Alexandre
Cabanel(b Montpellier, 28 Sept 1823; d Paris,
23 Jan 1889).
French painter and teacher. His skill in
drawing was apparently evident by the age of 11. His
father could not afford his training, but in 1839 his département gave him a grant to go to Paris. This
enabled him to register at the Ecole des Beaux-Arts the
following October as a pupil of François-Edouard Picot.
At his first Salon in 1843 he presented Agony in the
Garden (Valenciennes, Mus. B.-A.) and won second
place in the Prix de Rome competition (after Léon
Bénouville, also a pupil of Picot) in 1845 with
Christ at the Praetorium (Paris, Ecole N. Sup.
B.-A.). Both Cabanel and Bénouville were able to go to
Rome, as there was a vacancy from the previous year.
Cabanel’s Death of Moses (untraced), an academic
composition, painted to comply with the regulations of
the Ecole de Rome, was exhibited at the Salon of 1852.

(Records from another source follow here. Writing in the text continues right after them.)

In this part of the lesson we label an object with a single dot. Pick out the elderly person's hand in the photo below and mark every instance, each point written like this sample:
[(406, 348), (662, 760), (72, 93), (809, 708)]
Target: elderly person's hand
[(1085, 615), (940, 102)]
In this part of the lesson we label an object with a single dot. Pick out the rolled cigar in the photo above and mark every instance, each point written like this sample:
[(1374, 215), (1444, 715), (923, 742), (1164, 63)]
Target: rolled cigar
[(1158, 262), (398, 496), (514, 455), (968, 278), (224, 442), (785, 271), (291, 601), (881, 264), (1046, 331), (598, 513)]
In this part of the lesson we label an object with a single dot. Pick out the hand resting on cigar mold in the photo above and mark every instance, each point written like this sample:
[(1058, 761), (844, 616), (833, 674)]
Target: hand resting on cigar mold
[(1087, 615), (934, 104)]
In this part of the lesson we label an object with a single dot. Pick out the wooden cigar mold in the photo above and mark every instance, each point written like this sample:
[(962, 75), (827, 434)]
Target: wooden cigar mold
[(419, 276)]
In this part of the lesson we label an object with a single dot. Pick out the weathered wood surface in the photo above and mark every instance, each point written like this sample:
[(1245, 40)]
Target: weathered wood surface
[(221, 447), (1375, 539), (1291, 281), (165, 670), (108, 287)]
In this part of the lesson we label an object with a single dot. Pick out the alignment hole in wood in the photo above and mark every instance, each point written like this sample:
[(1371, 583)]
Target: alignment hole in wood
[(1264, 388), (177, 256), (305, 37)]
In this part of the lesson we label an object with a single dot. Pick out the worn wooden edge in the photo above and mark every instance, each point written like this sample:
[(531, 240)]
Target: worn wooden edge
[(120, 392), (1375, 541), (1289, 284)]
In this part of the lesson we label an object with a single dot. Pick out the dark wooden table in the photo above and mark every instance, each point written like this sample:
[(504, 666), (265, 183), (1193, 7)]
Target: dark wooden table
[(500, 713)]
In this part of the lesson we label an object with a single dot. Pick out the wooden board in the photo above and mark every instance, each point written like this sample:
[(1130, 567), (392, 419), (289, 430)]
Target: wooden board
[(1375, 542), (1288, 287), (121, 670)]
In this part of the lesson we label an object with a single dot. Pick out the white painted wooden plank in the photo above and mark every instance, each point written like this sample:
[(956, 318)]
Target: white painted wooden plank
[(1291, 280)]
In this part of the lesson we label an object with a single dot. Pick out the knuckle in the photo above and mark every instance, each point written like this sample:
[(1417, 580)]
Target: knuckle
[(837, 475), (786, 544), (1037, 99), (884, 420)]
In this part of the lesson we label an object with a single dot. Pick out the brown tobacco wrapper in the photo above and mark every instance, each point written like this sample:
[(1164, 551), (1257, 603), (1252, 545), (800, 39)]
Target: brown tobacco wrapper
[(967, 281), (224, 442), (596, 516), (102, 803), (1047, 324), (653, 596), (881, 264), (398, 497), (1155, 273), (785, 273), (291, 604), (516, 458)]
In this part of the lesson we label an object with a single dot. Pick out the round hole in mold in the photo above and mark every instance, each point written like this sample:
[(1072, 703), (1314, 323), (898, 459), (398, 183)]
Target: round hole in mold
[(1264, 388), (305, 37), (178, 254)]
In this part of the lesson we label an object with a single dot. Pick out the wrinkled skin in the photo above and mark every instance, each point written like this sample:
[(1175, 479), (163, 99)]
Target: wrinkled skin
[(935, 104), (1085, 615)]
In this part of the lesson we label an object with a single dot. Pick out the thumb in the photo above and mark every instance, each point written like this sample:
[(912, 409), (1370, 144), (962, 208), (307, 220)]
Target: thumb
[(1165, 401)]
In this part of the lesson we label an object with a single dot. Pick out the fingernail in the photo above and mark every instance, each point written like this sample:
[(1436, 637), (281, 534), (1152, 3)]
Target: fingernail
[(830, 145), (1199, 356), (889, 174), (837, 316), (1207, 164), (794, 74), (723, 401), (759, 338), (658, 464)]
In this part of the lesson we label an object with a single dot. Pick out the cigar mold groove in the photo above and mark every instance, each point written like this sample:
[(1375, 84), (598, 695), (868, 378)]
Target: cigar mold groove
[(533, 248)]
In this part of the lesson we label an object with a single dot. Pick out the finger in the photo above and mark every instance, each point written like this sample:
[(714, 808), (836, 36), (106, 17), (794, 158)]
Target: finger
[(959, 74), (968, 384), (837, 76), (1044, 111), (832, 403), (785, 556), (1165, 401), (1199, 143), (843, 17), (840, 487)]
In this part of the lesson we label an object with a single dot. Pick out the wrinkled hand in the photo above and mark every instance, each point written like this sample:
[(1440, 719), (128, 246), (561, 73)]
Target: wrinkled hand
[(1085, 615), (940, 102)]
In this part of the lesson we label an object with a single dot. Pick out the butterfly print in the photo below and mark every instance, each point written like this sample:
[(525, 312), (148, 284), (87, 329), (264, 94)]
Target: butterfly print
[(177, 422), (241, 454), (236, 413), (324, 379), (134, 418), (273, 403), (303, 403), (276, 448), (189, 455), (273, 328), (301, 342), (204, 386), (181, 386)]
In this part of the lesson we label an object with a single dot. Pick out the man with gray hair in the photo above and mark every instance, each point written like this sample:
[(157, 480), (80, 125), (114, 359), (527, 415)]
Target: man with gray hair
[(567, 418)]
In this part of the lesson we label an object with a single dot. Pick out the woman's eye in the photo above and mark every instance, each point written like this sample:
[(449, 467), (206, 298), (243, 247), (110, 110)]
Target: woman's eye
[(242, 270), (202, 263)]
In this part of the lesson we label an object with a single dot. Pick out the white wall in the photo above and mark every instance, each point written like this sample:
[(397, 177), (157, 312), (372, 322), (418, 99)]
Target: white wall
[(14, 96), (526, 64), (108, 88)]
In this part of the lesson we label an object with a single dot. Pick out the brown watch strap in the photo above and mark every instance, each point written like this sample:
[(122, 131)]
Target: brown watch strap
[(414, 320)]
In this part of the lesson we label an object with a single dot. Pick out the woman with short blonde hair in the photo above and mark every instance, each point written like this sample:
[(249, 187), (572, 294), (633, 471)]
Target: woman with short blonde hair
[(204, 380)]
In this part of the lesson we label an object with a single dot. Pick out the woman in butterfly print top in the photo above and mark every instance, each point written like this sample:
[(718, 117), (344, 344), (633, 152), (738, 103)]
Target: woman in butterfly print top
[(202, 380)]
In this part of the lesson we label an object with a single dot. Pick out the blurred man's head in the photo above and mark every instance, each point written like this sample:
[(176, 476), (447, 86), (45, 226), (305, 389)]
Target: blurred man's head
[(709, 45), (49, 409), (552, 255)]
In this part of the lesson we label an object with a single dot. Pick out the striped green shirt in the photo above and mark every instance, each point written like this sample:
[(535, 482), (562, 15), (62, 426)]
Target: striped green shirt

The pictures he painted for Alfred Bruyas, his chief
patron at this time (and, like Cabanel, a native of
Montpellier), showed more clearly the direction his art
had taken during his stay in Italy. Albaydé,
Angel of the Evening, Chiarruccia and
Velleda (all in Montpellier, Mus. Fabre) were the
first of many mysterious or tragic heroines painted by
Cabanel and show his taste for the elegiac types and
suave finish of the Florentine Mannerists.